Telecommunications: Confirm whether the electrical sub provides conduit only or conduit and cable for structured cabling systems. On projects where a separate telecom contractor pulls cable, the electrical sub's scope is conduit, boxes, and pull strings only — make this explicit.
Civil/site: Site power distribution — confirm whether the electrical sub's scope includes site service from the utility right-of-way to the building, and whether parking lot lighting, site security lighting, and exterior electrical are included. These are frequently excluded from building electrical bids and separately priced.

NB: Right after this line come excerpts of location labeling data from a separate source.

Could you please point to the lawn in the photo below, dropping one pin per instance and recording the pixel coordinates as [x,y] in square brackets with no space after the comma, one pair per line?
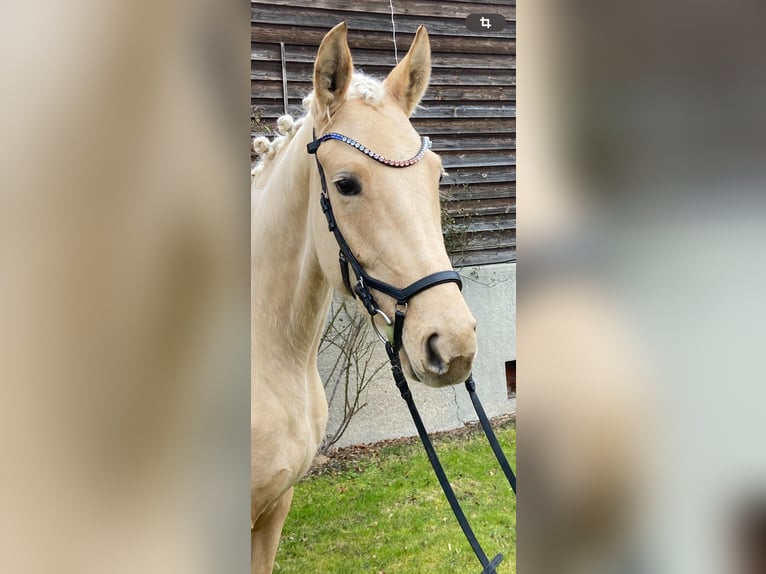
[380,509]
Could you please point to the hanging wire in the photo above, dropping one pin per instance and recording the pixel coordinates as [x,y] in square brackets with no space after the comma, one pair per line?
[393,28]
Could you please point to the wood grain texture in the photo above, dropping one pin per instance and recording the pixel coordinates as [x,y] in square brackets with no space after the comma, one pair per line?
[469,110]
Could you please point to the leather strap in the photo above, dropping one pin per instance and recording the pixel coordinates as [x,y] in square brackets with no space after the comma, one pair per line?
[490,434]
[433,458]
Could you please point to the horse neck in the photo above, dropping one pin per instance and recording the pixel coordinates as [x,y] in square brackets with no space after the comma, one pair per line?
[290,295]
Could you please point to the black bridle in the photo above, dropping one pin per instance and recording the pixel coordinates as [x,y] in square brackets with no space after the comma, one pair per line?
[394,329]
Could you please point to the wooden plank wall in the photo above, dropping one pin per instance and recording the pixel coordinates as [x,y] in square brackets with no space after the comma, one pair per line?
[469,111]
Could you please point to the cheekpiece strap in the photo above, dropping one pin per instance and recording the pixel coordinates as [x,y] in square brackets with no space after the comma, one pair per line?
[424,145]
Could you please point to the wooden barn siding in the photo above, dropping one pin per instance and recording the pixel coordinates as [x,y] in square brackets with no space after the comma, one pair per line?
[469,110]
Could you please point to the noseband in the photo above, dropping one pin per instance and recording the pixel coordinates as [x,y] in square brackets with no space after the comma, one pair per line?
[393,337]
[346,257]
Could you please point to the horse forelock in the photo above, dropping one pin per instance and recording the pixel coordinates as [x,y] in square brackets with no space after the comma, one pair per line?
[362,87]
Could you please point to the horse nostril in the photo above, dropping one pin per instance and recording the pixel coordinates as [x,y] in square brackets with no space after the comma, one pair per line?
[435,362]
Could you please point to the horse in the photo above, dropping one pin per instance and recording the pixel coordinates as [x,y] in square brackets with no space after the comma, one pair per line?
[391,220]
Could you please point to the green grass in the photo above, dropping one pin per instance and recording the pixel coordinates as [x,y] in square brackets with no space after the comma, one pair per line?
[381,510]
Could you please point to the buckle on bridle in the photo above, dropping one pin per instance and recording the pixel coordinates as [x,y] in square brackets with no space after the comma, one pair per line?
[388,337]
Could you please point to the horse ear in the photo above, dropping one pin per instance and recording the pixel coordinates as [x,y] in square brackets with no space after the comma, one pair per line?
[332,72]
[408,81]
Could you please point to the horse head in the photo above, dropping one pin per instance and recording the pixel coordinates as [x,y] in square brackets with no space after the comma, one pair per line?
[383,186]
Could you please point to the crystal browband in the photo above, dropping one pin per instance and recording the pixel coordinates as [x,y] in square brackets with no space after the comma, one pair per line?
[426,144]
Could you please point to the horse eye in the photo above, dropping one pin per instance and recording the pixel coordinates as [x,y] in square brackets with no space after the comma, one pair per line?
[347,186]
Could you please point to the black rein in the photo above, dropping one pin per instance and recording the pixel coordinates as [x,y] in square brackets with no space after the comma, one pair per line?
[393,338]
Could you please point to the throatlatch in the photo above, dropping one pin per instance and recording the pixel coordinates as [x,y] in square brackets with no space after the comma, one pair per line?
[393,335]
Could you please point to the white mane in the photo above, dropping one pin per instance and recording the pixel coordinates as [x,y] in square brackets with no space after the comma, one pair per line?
[362,87]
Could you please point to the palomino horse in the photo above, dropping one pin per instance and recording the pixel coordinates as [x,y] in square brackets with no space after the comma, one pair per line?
[391,220]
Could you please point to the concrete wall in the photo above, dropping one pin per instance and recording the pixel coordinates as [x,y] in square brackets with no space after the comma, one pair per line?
[490,291]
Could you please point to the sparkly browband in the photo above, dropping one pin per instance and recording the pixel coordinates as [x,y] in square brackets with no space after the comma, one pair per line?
[426,143]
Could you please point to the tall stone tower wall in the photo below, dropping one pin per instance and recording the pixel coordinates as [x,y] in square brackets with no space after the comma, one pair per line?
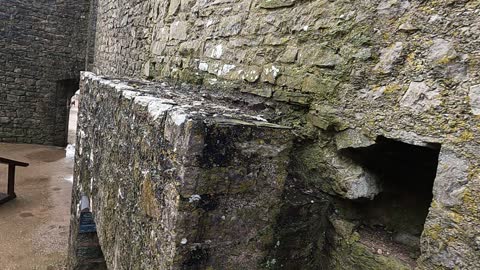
[42,50]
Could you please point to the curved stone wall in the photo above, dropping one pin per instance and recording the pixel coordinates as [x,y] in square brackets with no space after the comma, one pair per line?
[42,50]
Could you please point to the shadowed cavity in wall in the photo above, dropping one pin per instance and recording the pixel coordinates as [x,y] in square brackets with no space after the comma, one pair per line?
[405,174]
[65,89]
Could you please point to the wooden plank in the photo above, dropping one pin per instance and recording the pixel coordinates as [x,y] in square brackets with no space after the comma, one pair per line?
[5,198]
[14,162]
[11,180]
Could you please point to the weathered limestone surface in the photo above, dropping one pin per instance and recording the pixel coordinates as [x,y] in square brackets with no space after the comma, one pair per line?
[351,71]
[42,43]
[177,179]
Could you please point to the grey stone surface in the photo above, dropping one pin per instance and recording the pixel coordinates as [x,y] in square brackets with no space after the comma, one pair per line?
[190,175]
[400,69]
[42,44]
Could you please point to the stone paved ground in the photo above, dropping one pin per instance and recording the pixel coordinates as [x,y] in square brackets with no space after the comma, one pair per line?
[34,226]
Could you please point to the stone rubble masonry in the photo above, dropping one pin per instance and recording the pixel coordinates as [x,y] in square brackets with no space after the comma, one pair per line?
[405,70]
[177,179]
[42,50]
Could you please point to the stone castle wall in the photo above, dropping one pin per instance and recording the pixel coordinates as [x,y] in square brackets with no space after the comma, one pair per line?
[42,50]
[351,72]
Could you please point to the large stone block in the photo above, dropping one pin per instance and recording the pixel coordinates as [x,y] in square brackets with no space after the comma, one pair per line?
[177,179]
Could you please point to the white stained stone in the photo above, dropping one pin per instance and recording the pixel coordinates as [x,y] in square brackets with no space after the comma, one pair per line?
[203,66]
[388,57]
[441,49]
[474,97]
[420,97]
[452,176]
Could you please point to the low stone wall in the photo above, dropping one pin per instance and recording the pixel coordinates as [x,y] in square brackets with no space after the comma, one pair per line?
[177,179]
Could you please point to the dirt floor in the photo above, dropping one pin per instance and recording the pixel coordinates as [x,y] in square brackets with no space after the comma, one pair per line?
[34,226]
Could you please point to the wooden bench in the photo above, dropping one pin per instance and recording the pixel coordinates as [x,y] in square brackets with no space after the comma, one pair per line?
[10,195]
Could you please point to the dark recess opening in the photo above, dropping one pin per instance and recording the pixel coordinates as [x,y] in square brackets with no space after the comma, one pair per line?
[405,175]
[63,94]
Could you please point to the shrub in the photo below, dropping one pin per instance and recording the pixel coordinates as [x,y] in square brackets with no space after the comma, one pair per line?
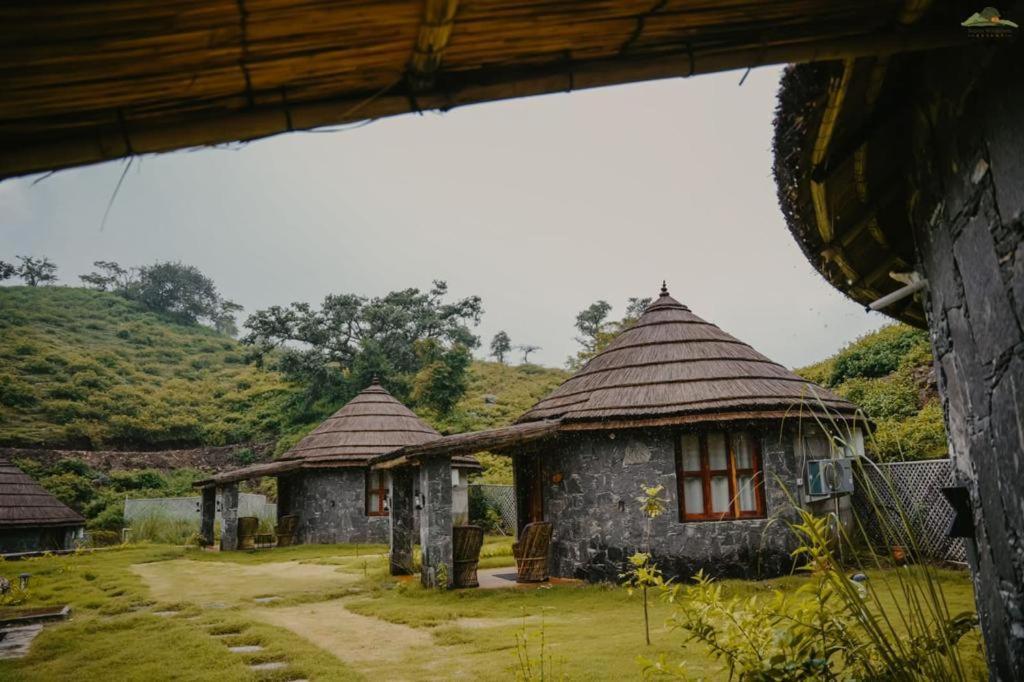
[877,354]
[921,436]
[834,629]
[15,393]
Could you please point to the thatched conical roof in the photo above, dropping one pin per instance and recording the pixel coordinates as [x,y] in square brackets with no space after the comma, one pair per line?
[24,503]
[372,423]
[674,364]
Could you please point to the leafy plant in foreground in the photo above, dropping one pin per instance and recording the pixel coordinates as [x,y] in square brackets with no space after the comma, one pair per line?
[832,629]
[643,572]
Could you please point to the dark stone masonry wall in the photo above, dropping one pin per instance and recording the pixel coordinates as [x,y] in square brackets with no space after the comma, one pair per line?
[969,226]
[331,506]
[597,521]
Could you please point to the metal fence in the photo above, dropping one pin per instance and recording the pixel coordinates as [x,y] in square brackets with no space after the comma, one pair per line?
[501,498]
[910,491]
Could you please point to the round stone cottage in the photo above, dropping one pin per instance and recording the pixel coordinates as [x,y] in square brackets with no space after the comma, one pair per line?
[336,496]
[676,401]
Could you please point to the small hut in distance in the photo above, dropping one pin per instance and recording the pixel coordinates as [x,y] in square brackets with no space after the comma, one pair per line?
[31,518]
[335,495]
[325,480]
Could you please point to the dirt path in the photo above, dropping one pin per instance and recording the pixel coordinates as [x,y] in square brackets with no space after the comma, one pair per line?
[365,642]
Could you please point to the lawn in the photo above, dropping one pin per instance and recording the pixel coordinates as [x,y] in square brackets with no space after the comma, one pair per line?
[331,612]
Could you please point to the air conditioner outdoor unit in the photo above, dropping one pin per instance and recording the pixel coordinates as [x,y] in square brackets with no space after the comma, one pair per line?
[826,477]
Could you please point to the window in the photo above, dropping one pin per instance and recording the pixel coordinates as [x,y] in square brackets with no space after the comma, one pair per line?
[377,489]
[719,476]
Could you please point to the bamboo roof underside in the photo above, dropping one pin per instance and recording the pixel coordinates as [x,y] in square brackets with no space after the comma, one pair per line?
[24,503]
[86,81]
[674,366]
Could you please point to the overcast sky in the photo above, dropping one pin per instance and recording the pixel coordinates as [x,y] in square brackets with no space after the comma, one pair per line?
[541,206]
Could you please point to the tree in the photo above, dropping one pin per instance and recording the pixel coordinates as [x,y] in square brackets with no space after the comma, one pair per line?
[597,332]
[500,345]
[111,276]
[223,320]
[178,290]
[526,350]
[442,380]
[37,270]
[590,322]
[413,340]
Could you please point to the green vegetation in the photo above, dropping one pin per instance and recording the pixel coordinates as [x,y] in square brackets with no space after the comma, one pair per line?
[339,616]
[512,389]
[888,375]
[415,342]
[91,370]
[596,331]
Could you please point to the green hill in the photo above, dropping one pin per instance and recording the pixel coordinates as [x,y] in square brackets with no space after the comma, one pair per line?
[82,369]
[91,370]
[889,374]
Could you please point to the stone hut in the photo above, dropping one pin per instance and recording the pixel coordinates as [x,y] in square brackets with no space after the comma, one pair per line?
[676,401]
[31,518]
[325,478]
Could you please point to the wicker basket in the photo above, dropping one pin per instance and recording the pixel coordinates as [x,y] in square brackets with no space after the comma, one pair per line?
[287,525]
[531,553]
[466,543]
[248,526]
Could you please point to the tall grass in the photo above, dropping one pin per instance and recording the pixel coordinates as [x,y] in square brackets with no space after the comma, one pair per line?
[163,529]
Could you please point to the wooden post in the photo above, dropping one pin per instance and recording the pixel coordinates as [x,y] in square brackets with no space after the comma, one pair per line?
[228,517]
[435,520]
[402,515]
[208,512]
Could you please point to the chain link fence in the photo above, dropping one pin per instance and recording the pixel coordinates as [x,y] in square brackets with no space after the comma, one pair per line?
[905,497]
[499,498]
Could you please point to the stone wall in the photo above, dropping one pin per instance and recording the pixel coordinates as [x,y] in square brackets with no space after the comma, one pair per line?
[597,522]
[210,459]
[968,213]
[35,540]
[187,509]
[331,506]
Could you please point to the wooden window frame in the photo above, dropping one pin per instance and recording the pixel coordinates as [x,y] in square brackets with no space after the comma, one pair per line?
[731,472]
[381,489]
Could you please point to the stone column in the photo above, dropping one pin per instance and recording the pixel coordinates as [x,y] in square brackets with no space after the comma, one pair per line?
[228,517]
[969,229]
[435,520]
[402,515]
[208,513]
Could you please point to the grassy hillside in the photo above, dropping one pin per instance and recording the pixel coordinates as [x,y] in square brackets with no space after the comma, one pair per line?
[889,375]
[86,369]
[81,369]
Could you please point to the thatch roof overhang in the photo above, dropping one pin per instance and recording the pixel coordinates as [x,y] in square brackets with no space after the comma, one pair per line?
[461,444]
[372,424]
[674,368]
[843,146]
[25,504]
[90,81]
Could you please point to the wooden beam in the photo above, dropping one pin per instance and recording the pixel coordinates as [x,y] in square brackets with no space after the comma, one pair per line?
[435,31]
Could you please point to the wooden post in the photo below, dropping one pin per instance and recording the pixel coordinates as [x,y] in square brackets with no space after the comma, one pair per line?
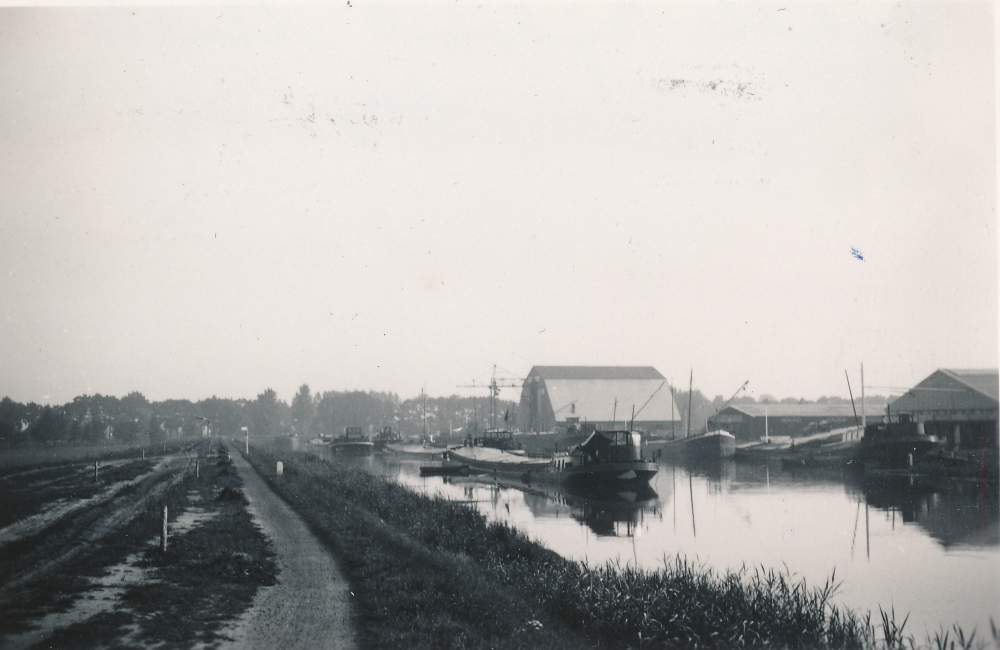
[163,531]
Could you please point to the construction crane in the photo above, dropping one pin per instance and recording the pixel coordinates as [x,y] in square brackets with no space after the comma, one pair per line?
[495,385]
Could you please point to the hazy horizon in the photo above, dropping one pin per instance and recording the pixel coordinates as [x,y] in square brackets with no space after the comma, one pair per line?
[215,201]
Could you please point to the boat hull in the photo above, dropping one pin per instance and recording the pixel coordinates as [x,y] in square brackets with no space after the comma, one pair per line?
[354,448]
[895,451]
[611,475]
[415,451]
[487,459]
[710,446]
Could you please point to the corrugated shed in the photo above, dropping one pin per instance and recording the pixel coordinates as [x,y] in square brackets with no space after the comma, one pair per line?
[593,400]
[986,382]
[806,410]
[951,390]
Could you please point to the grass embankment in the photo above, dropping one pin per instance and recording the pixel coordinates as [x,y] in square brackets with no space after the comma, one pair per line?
[207,576]
[26,493]
[427,572]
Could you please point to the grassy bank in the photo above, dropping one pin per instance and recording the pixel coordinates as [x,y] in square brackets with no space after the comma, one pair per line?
[208,575]
[432,573]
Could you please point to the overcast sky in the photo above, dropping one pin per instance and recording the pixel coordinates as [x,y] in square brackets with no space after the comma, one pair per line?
[199,201]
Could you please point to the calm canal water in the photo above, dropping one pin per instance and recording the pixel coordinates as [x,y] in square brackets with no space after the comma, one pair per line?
[929,548]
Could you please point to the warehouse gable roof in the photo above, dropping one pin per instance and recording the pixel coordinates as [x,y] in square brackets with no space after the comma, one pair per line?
[986,382]
[604,400]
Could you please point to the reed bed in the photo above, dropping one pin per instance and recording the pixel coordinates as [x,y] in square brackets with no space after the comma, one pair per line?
[401,549]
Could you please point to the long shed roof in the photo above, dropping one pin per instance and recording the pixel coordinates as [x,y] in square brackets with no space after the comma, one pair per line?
[811,410]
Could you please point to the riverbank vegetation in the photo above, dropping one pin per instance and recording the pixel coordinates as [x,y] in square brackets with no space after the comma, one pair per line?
[95,577]
[428,572]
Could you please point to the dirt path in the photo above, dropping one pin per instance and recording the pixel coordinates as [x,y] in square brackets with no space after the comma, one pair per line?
[310,606]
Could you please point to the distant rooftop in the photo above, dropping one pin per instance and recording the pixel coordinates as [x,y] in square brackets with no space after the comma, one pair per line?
[986,381]
[811,410]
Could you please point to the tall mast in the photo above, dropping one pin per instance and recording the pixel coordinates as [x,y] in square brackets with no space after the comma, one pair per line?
[864,422]
[493,393]
[673,433]
[690,394]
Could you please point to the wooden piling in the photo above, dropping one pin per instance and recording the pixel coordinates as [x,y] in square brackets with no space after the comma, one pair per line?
[163,531]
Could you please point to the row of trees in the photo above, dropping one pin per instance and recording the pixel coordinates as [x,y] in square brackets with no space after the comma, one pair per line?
[101,419]
[95,419]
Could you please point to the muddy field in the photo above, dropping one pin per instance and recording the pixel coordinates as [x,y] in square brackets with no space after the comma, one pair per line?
[80,558]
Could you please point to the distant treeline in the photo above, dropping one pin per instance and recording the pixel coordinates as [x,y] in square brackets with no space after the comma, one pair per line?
[97,419]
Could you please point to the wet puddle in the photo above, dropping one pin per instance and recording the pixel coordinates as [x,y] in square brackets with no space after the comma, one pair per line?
[108,589]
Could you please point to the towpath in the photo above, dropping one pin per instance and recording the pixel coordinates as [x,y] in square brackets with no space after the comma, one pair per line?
[310,606]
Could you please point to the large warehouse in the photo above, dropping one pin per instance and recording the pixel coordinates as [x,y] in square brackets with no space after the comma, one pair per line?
[557,397]
[959,406]
[748,422]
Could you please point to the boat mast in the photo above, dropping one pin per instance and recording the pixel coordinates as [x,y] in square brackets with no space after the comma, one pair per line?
[864,423]
[673,409]
[493,393]
[851,393]
[690,391]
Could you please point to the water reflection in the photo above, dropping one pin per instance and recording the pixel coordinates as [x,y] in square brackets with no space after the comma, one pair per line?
[956,513]
[927,547]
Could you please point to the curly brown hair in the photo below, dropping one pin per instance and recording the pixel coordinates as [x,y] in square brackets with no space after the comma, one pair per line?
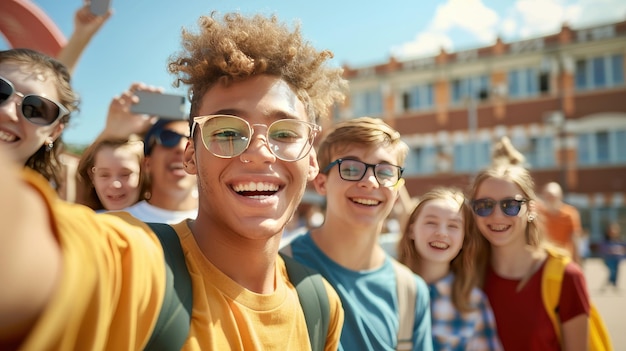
[237,47]
[463,265]
[47,161]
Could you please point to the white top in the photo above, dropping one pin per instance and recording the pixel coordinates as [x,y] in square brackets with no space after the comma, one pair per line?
[149,213]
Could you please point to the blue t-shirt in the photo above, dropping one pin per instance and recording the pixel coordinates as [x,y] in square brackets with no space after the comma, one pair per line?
[369,300]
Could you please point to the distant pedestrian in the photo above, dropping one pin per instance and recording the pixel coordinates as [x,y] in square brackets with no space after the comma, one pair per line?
[613,250]
[561,220]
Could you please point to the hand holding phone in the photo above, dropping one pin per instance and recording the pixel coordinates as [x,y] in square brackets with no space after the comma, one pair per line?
[169,106]
[99,7]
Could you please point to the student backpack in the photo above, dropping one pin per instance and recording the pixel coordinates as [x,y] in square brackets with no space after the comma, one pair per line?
[551,280]
[407,296]
[173,324]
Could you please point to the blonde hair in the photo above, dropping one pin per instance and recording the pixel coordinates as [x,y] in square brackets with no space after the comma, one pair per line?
[45,160]
[87,192]
[522,178]
[463,265]
[365,132]
[238,47]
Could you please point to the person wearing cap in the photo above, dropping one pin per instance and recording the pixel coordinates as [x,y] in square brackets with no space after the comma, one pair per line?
[80,280]
[172,193]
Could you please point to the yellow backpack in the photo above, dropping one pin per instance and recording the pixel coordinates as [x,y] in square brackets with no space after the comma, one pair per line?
[552,278]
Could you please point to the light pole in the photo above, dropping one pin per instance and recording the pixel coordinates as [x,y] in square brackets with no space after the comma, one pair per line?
[472,125]
[557,120]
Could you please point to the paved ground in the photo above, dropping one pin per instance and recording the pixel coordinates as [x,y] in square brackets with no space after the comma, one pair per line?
[610,303]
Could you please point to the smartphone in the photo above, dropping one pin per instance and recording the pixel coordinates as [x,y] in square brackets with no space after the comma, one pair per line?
[99,7]
[168,106]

Electrical Scope of Work — FAQ
What is included in an electrical scope of work?
A complete electrical SOW covers five areas: (1) service and distribution — service entrance, main switchboard, panel schedules, feeders, grounding per NEC Article 250; (2) branch circuits and devices — receptacles with required GFCI/AFCI per NEC 210.8/210.12, lighting fixtures, lighting controls, emergency and exit lighting; (3) equipment power — connections to mechanical, plumbing, and process equipment with defined termination points, VFDs and motor starters, generator/ATS; (4) fire alarm and life safety per NFPA 72; and (5) temporary construction power per OSHA 1926.404.
Whose scope are VFDs and motor starters — the electrical sub's or the mechanical sub's?
Both splits are common. The most defensible setup is: mechanical sub specifies VFD performance, electrical sub purchases and installs. The single non-negotiable: every VFD must ship from the factory with the BACnet or Modbus comm card matched to the BMS. Retrofit comm cards are expensive and sometimes unavailable. State the supply/install split and the comm-card requirement in writing in both the electrical and mechanical scopes.
What lead times should I expect on switchgear and panels?
As of the 2024–26 supply cycle: standard 600A panelboards 8–16 weeks, 480V switchboards 30–52 weeks, custom MCCs and switchgear lineups 40–60 weeks, ATS units 24–36 weeks. Build these into the buy-out schedule, not the install schedule — the sub must release gear shortly after award on most commercial projects to hit energization. The scope should require submittal and release dates as milestones.
Who is responsible for the arc flash analysis and coordination study?
NFPA 70E requires arc flash labels on all equipment likely to be worked on energized. NEC 110.16 requires field-applied labels. The coordination study is required for emergency systems per NEC 700.32. State explicitly that both studies are in the electrical sub's scope, including the labels physically applied to gear at energization — do not leave this to be discovered at the commissioning walkthrough.
What's the biggest avoidable scope gap on electrical buy-outs?
Missed conduit sleeves through structural slabs. Once the slab is poured, core drilling is the only remedy — and post-tensioned slabs cannot be cored without engineering review. The fix is cheap: require a sleeve coordination drawing signed by the GC before each pour, and make the sleeve install the electrical sub's clear responsibility. This single requirement eliminates the most expensive category of electrical rework.
Is temporary construction power automatically included in the electrical bid?
No. Temporary power is one of the most frequently excluded items in electrical bids. If the scope doesn't explicitly state the temporary service size, panel locations, circuit distribution, GFCI per OSHA 1926.404(b)(1)(ii), and duration, the sub will treat it as a GC-furnished system and price only the permanent installation. State it as a separate line item with quantified deliverables.